In a Manhattan U.S. District Court, a ruling in the BMI vs. Pandora royalty rate case went in BMI’s direction late yesterday, raising the rate at which Pandora must pay for BMI-represented music by 43%. BMI collects and distributes royalties on behalf of 650,000 songwriters, composers, and publishers.

The lawsuit began in 2013, when the two sides could not reach a rate agreement. By U.S. government regulations, the dispute went to trial as Pandora continued to program BMI music in its Internet radio streams. Pandora paid a statutory rate set at 1.75% of revenue. The trial outcome moves that rate up to 2.5%.

BMI called the judgment “an enormous victory.” ASCAP President and Chairman Paul Williams said, “ASCAP and the music community must continue to fight for the urgent reforms needed to enable all songwriters, composers and music publishers to obtain fair compensation for the use of our music.”

The Internet Association, a consortium of online compnies of which Pandora is a member, issued the following statement: “The recent decision by the New York rate court to increase the amount Pandora pays BMI by nearly 50 percent is nothing more than an innovation surcharge for new radio services.  This ruling is an unfortunate example of discriminatory treatment for Internet platforms, which fosters an uneven playing field that stifles competition and innovation online”

Pandora said publicly it planned to appeal the decision. “We disagree with the Court’s ruling and will appeal to the same court that ruled in Pandora’s favor in the ASCAP case last week,” said Dave Grimaldi, Pandora’s Director of Public Affairs.

Mention of the ASCAP case is a reference to a similar trial with a different result — ASCAP sued Pandora on the same ground as the BMI trial, and the court found in favor of Pandora, keeping its lower rate unchanged. ASCAP lost its appeal of that case earlier this month. (A few days after that, ASCAP hired a new General Counsel.)

Another factor in play is Pandora’s intended purchase of an FM radio station on South Dakota. That acquisition was stalled for over a year until the FCC lifted a reporting requirement about foreign ownership that Pandora was unable to fulfill. Pending final FCC approval of the purchase, and a deal closing, Pandora will potentially be eligible for the lower rate that radio stations pay to ASCAP and BMI.

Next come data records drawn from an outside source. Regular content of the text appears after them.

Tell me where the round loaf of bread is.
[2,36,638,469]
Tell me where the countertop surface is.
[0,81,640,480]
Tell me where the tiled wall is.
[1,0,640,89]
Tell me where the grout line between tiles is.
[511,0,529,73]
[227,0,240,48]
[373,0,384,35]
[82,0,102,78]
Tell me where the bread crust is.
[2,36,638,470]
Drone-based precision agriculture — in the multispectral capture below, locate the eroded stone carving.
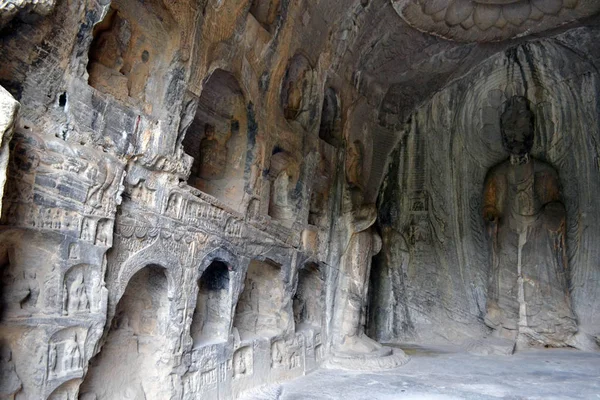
[0,0,56,28]
[392,0,600,42]
[483,97,577,346]
[0,343,23,400]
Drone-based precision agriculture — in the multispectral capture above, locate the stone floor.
[244,346,600,400]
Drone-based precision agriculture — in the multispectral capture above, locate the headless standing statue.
[330,142,408,370]
[483,96,577,347]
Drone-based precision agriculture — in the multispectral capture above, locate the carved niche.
[319,87,342,147]
[269,148,300,226]
[483,96,577,347]
[392,0,600,42]
[233,260,290,339]
[190,260,231,346]
[88,0,182,108]
[293,263,324,330]
[182,69,248,211]
[280,54,317,130]
[250,0,281,33]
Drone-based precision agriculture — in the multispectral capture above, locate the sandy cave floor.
[243,346,600,400]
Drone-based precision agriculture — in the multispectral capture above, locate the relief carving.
[483,96,577,346]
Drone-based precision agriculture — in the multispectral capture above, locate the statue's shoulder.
[531,158,558,176]
[487,160,510,179]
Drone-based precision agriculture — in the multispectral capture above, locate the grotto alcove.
[233,260,290,339]
[293,263,325,331]
[182,69,248,210]
[190,260,231,347]
[0,0,600,400]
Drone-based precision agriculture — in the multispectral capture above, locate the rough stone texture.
[371,27,600,345]
[0,86,19,215]
[0,0,600,400]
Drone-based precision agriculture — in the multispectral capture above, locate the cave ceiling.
[340,0,600,127]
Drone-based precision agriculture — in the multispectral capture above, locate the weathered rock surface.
[370,27,600,347]
[0,0,600,400]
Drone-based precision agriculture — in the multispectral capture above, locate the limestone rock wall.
[0,0,384,399]
[369,27,600,342]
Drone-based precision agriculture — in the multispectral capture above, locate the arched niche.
[46,328,87,389]
[48,379,81,400]
[308,155,332,227]
[87,0,180,110]
[319,87,342,147]
[268,148,300,227]
[293,262,324,331]
[280,54,317,130]
[190,260,231,347]
[250,0,281,33]
[233,260,289,339]
[0,244,42,319]
[182,69,248,211]
[80,264,170,400]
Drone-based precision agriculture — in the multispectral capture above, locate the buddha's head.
[500,96,535,156]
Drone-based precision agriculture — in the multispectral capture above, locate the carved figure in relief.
[48,343,58,373]
[483,96,577,346]
[199,124,231,180]
[335,206,381,353]
[63,335,81,372]
[2,267,40,317]
[346,140,364,191]
[0,344,23,400]
[67,271,89,315]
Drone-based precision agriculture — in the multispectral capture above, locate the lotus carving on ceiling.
[391,0,600,42]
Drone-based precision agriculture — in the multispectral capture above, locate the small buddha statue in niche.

“We strongly believe the benchmarks cited by the court do not provide an appropriate competitive foundation for a market rate,” Dave Grimaldi told RAIN News. “We anticipated a range of potential outcomes in this case and remain confident in our ability to grow and thrive.”

Brad Hill


  1. The radio station that Pandora’s been trying to buy that you made reference to is located in South Dakota, not Colorado.